El portátil en del que hablo es un Asus X5DIN, ahora me voy a poner a ver si le podría ampliar también el procesador, ya que si se pudiese no creo que salgan muy caros en paginas chinorris.

Pero si esto de ampliar este portátil no resulta, creo que la mejor poción va a ser el comprar un cargador universal con toma de mechero y conectarlo al transformador reductor que ya tengo instalado para la radio, ya que cuando lo compré me lo pillé de hasta 30A de salida precisamente por esto, por si en algún momento necesitaba alguna salida a 12 Vdc más.

En fin, voy a ver el tema de la ampliación de este portátil y os comentaré por aquí lo que valla descubriendo.

Muchas gracias por todo, y se agradecen todo tipo de ideas y opiniones al respecto.

Nuevamente, gracias.


----------



## Scooter (Jul 18, 2021)

Hay cargadores universales con entrada 12/24V.

Por muy bien empaquetados que vengan corres el riesgo de que sea peor que el kit ese.

Es lotería hagas lo que hagas.


El portátil lo puedes ampliar con más RAM y sobre todo un SSD de 120GB o así y notarás mucho la diferencia.
Con cualquier Linux va a ir bien para lo básico.
En ese portátil si que te puedes arriesgar a poner un módulo de estos.


----------



## nandomg (Jul 18, 2021)

Scooter dijo:


> Hay cargadores universales con entrada 12/24V.
> 
> Por muy bien empaquetados que vengan corres el riesgo de que sea peor que el kit ese.
> 
> ...



Hola, si el tema es que cargadores universales con entrada a 24Vdc la verdad es que no he visto, ahora después me pondré a buscarlos otra vez.

Con respecto a lo de ampliar Ram y montar SSD, como ya he puesto arriba el SSD ya se lo he montado y por supuesto se nota muchísimo la diferencia en cuanto a velocidad y tiempos de carga, pero la ram es lo que no le he ampliado todavía.

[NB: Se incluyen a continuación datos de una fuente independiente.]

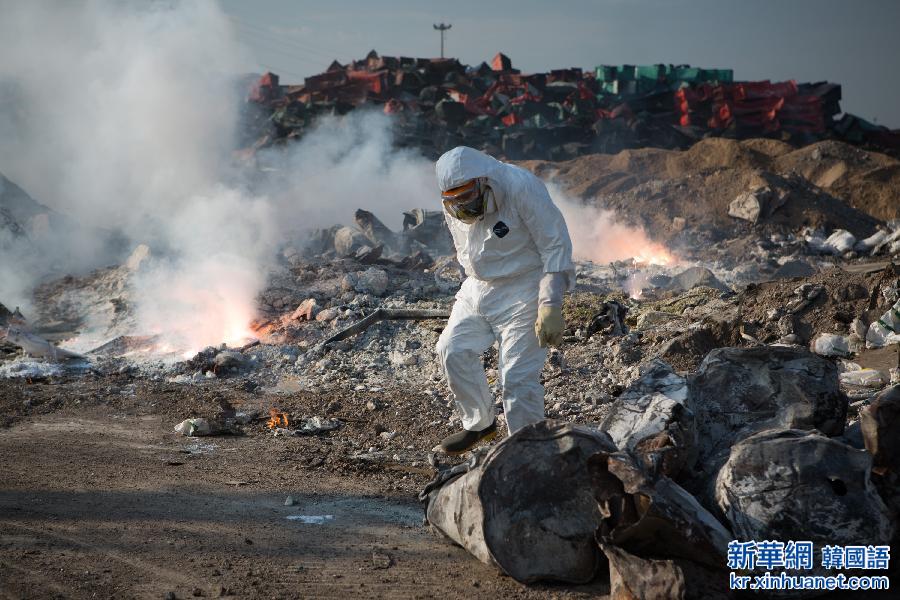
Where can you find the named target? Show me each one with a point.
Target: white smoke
(598, 236)
(123, 116)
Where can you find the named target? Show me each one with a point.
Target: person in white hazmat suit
(515, 248)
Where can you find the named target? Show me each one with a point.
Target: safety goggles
(465, 202)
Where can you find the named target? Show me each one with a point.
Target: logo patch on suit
(500, 229)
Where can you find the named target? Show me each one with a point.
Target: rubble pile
(764, 426)
(440, 103)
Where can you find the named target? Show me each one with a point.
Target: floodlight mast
(442, 28)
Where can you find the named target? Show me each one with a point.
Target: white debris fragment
(840, 241)
(830, 344)
(29, 369)
(36, 346)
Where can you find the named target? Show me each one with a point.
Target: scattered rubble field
(148, 512)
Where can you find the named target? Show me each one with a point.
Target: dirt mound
(651, 187)
(867, 181)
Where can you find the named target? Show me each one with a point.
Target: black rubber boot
(465, 440)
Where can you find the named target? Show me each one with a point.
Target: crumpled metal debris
(738, 391)
(880, 426)
(786, 484)
(653, 516)
(651, 420)
(610, 320)
(310, 426)
(527, 506)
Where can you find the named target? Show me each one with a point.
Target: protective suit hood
(461, 164)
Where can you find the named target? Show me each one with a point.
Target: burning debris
(728, 351)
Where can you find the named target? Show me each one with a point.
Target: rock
(829, 344)
(840, 242)
(228, 359)
(610, 320)
(328, 314)
(138, 257)
(657, 430)
(657, 376)
(785, 484)
(377, 232)
(536, 525)
(306, 311)
(793, 268)
(653, 317)
(348, 282)
(402, 359)
(756, 204)
(650, 420)
(695, 277)
(320, 241)
(738, 391)
(879, 423)
(348, 240)
(372, 281)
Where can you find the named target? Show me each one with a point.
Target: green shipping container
(648, 72)
(626, 73)
(720, 75)
(606, 73)
(689, 74)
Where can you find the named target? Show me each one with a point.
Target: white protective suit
(516, 257)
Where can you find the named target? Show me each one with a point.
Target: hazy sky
(852, 42)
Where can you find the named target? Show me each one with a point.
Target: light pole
(442, 28)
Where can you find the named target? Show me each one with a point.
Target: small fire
(277, 419)
(655, 254)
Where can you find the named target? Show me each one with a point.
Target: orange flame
(277, 419)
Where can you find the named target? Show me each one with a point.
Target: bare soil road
(99, 499)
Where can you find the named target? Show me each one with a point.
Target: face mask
(467, 202)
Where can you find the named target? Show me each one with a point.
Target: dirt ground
(100, 499)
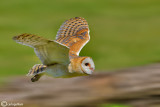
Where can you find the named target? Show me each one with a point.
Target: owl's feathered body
(60, 58)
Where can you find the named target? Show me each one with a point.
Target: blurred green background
(124, 33)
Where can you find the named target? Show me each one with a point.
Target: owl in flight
(60, 58)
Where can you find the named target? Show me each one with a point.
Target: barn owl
(60, 57)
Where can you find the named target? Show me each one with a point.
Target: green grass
(124, 33)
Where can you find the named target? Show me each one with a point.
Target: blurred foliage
(124, 33)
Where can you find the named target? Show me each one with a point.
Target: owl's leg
(37, 69)
(36, 77)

Ahora mismo acabo de enviarles un mensaje a los de Soporte de Asus pidiéndoles la lista de CPU´s Support así como la cantidad máxima de ram y frecuencia que se le puede montar a ese portátil y en concreto a esa Placa Base (K50IN) ya que en la Web no aparece ya al estar el portátil descatalogado. Espero que me respondan ya que he visto (por ejemplo) que este portátil se vendía con otro procesador mas potente T9400 (la diferencia tampoco es muy grande entre éste y el que lleva ahora mismo T4400, según algunas web de comparativas de procesadores, la diferencia es de entre un 15% al 22% según la web en que los compares) y 4Gb de Ram, pero prefiero esperarme a que me contesten los de asus (si es que lo hacen) y así mirar que es lo mas potente que les puedo meter.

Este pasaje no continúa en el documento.